Engine capacities: Innervates the muscles in the foremost compartment of the arm – the coracobrachialis, biceps brachii and the brachialis
Tactile capacities: Gives ascend to the horizontal cutaneous nerve of the lower arm, which innervates skin on the sidelong surface of the lower arm.
The musculocutaneous nerve emerges from the parallel rope of the brachial plexus, and in this way contains strands from spinal roots C5, C6 and C7.
In the wake of starting from the brachial plexus, the musculocutaneous nerve leaves the axilla, and pierces the coracobrachialis muscle, close to its purpose of addition on the humerus.
It at that point goes down the arm, foremost to the brachialis muscle however profound to the biceps brachii, innervating them both.
The musculocutaneous nerve develops along the side to the biceps ligament and proceeds into the lower arm as the horizontal cutaneous nerve.
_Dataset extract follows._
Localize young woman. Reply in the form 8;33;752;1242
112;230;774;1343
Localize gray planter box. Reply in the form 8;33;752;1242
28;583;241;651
It gives tactile innervation to the horizontal part of the lower arm.
The musculocutaneous nerve innervates the muscles in the foremost compartment of the arm – the biceps brachii, brachialis and coracobrachialis. These muscles move the upper arm and the elbow. Furthermore, the biceps brachii likewise performs supination of the lower arm.
A decent memory apparatus to enable you to recollect these muscles is BBC.
The musculocutaneous nerve offers ascend to the horizontal cutaneous nerve of the lower arm.
This nerve at first enters the profound lower arm, however then punctures the profound belt to wind up subcutaneous. In this district, it tends to be found in closeness to the cephalic vein.
The sidelong cutaneous nerve of lower arm innervates the skin of the parallel part of the lower arm.
Clinical Relevance: Musculocutaneous Nerve Lesion
Component of damage
Damage to the musculocutaneous nerve is generally phenomenal, as it is all around ensured inside the axilla. The most widely recognized reason is a cut injury to the axilla district.
Coracobrachialis, biceps brachii and brachialis muscles are deadened. Flexion at the shoulder is debilitated, however, can at present happen because of the pectoralis major. Flexion at the elbow is additionally influenced, yet can, in any case, be performed in light of the brachioradialis muscle. Likewise, supination of the influenced appendage is significantly debilitated, yet is created by the supinator muscle.
Loss of sensation over the horizontal side of the lower arm.